Neue intellektuelle Prototypen

Die faktische Nichtexistenz einer kritischen Gegenöffentlichkeit durch die Intellektuellen ist das Ergebnis einer langen Entwicklung, die die verschiedenen Stadien unserer Gesellschaft begleitet hat. Spätestens seit den sechziger Jahren des 20. Jahrhunderts wurde deutlich, dass ein Riss durch die Welt des Geistes ging, der vordergründig kein politischer war. Zunächst einmal konnte man unterscheiden zwischen denen, die ihre intellektuellen Fähigkeiten dazu einsetzten, um die gesellschaftliche Entwicklung kritisch zu reflektieren.

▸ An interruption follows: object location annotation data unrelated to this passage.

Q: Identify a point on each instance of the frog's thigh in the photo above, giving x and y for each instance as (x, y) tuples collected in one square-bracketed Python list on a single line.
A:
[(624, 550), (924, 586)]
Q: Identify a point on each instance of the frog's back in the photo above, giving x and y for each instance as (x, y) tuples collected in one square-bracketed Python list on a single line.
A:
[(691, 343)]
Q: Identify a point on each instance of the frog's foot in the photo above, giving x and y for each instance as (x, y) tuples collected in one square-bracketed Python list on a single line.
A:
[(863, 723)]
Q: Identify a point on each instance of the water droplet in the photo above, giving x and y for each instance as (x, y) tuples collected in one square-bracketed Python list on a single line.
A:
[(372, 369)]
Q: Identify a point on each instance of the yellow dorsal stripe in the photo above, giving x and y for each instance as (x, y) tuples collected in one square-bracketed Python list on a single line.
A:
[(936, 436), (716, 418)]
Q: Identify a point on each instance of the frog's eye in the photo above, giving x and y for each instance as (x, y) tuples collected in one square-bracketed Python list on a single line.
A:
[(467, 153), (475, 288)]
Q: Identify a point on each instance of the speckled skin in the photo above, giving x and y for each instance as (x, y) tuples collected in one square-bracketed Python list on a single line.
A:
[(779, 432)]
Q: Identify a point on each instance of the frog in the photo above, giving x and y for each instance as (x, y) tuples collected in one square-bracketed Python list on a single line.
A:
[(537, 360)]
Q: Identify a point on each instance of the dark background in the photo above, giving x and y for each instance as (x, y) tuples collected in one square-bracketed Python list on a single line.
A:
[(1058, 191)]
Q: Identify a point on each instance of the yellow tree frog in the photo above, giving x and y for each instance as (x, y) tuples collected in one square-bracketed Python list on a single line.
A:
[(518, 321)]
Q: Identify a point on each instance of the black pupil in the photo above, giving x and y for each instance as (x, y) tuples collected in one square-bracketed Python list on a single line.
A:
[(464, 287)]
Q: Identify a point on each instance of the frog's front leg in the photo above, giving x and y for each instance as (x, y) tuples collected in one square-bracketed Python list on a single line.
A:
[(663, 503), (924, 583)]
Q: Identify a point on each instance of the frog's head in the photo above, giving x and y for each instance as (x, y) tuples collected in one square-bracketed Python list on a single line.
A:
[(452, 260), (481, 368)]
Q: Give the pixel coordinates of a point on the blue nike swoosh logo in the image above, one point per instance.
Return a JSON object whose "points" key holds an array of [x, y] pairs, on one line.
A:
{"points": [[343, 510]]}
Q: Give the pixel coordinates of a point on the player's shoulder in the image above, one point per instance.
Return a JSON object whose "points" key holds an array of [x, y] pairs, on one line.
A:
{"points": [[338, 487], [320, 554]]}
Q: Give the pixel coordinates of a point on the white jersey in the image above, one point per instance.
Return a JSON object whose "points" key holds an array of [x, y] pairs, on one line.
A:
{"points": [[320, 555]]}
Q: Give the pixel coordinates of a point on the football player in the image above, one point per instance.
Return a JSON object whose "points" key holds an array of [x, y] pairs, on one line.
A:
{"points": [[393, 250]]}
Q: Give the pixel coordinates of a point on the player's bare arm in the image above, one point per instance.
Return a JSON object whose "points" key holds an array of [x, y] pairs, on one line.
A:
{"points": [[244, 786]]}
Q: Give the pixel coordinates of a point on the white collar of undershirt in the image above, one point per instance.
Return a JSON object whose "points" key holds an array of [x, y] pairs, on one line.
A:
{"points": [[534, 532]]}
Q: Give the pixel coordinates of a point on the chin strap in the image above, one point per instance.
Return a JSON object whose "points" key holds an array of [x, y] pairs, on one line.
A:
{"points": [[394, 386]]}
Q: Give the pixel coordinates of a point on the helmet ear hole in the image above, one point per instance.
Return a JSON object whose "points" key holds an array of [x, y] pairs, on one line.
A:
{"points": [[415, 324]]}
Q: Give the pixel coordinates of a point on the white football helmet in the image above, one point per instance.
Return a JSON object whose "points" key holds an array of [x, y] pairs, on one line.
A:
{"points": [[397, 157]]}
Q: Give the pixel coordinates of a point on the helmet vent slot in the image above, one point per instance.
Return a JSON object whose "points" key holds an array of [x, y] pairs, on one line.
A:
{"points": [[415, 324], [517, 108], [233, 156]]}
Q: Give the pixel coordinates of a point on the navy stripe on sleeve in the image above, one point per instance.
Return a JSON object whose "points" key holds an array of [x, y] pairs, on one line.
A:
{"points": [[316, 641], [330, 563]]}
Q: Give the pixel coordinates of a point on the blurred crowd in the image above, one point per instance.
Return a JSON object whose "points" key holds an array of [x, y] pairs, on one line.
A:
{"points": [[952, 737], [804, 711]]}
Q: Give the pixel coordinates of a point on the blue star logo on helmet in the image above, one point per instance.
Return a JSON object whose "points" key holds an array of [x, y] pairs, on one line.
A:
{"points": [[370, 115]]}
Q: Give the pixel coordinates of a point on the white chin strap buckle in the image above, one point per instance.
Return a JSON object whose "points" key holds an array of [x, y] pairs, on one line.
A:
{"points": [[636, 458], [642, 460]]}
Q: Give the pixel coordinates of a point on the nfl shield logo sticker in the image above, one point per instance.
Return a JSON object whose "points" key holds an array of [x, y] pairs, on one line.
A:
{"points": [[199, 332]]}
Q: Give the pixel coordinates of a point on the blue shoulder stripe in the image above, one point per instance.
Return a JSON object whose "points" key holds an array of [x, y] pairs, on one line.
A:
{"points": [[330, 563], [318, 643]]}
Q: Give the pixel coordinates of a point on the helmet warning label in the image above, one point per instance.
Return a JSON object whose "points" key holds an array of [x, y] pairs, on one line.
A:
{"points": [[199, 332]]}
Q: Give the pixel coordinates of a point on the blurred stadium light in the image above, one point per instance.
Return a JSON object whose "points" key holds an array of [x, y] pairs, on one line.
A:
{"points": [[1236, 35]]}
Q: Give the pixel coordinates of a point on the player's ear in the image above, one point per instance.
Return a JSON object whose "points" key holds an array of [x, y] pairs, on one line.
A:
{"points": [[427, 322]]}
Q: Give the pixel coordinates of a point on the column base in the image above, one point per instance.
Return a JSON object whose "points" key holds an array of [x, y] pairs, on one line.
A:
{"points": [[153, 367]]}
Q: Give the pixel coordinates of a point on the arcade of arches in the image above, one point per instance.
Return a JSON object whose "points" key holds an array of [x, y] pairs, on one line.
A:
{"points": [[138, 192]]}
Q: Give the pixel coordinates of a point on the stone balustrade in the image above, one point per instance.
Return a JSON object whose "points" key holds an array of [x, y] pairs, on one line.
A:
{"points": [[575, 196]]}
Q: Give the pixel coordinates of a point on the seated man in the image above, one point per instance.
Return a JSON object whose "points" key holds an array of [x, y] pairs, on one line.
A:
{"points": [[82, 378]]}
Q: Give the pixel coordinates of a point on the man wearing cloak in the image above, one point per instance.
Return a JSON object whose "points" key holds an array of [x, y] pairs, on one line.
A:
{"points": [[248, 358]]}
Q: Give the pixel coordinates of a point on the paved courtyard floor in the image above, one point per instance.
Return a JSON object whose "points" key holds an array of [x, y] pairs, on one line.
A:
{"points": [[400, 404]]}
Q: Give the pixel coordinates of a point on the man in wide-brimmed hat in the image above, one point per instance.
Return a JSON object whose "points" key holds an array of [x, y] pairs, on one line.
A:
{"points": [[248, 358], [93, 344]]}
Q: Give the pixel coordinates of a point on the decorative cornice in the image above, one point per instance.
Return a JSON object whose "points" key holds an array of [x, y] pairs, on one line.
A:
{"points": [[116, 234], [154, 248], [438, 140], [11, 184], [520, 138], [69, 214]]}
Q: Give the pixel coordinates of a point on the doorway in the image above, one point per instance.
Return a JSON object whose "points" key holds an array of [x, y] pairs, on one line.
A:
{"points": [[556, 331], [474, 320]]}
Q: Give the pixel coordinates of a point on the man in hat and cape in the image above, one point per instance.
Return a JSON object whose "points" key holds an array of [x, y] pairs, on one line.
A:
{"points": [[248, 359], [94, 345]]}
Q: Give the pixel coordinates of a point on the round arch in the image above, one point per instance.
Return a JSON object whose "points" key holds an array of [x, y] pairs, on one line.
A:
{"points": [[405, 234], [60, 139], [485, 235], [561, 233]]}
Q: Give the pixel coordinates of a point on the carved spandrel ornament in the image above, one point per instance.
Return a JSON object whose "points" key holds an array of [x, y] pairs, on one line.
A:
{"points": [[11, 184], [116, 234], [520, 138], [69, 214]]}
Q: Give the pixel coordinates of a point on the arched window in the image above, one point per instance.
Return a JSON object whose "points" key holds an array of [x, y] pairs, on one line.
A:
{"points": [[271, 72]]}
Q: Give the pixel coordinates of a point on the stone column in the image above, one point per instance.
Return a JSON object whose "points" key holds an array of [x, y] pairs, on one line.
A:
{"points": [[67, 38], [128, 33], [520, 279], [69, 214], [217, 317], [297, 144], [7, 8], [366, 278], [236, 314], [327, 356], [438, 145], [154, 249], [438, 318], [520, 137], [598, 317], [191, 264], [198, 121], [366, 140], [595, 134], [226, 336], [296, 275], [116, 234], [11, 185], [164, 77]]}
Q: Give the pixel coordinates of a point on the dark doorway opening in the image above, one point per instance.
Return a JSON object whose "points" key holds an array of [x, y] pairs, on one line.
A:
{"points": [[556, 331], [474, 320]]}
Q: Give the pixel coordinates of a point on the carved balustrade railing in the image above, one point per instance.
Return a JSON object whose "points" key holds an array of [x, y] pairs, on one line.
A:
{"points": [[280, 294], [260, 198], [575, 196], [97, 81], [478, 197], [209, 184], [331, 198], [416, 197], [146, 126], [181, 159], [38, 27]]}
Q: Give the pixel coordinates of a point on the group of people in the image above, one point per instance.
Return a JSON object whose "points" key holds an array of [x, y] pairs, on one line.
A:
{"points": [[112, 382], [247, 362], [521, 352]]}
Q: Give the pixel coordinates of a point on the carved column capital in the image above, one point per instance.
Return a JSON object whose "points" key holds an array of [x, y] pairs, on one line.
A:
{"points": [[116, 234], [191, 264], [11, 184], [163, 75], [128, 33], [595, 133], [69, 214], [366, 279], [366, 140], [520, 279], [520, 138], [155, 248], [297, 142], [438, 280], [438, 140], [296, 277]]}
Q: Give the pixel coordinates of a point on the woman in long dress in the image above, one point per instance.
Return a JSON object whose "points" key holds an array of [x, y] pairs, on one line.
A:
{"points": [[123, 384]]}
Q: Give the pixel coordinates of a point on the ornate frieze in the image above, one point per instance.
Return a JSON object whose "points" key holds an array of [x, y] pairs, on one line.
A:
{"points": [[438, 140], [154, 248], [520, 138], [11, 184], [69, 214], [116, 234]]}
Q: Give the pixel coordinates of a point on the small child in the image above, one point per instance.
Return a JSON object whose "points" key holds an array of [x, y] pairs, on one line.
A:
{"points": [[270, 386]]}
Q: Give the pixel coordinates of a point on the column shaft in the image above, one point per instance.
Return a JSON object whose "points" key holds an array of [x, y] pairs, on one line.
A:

Und der andere Teil derer, die von der Demokratisierung des Bildungswesens profitiert hatten, waren diejenigen, die das Gelernte vornehmlich dazu einsetzten, um sich sozial nach oben zu bewegen. Manchen gelang auch beides, die grundlegende Dichotomie blieb.

Schon bald entbrannte eine Debatte zwischen denen, die sich für ihre individuelle Entwicklung einsetzten und denen, die ihre Rolle gesellschaftlich definierten. Der französische Philosoph Jean Paul Sartre, heute immer mehr in eine existenzialistische Schublade verfrachtet, von dem jedoch die bis heute radikale These stammt, dass das Sein etwas zu Leistendes ist, hatte wie so oft ein Gespür für das Wesentliche. Noch bevor die Spaltung der Intelligenz in den modernen Massendemokratien registriert wurde, schrieb er 1965 bereits ein Plädoyer für die Intellektuellen. Darin unterschied er zwischen Intellektuellen und Technikern des Wissens. Während er letztere als kognitive Technokraten beschrieb, bezeichnete er den Intellektuellen als „Techniker des Allgemeinen, der in seinem eigenen Bereich sich bewusst wird, dass die Allgemeinheit nicht einfach schon geschaffen, sondern stets zu schaffen ist.“

Allein dieser Satz kann bis heute als ein Schlüssel zur Dechiffrierung geistigen Handelns dienen. Während die Techniker des Wissens sich ihrer Fähigkeiten und Fertigkeiten bedienen, um innerhalb des eigenen Bezugssystems den individuellen Nutzen zu mehren, bestreitet der Techniker des Allgemeinen seinen Alltag exemplarisch. Er versucht herauszufinden, welche Wirkung sein Handeln auf die Entwicklung des Allgemeinen ausübt und wie sich das Allgemeine auf die individuelle Dimension des Geistigen auswirkt. Wenn man so will, agieren die Techniker des Wissens systemimmanent, die Techniker des Allgemeinen hingegen systemrelevant.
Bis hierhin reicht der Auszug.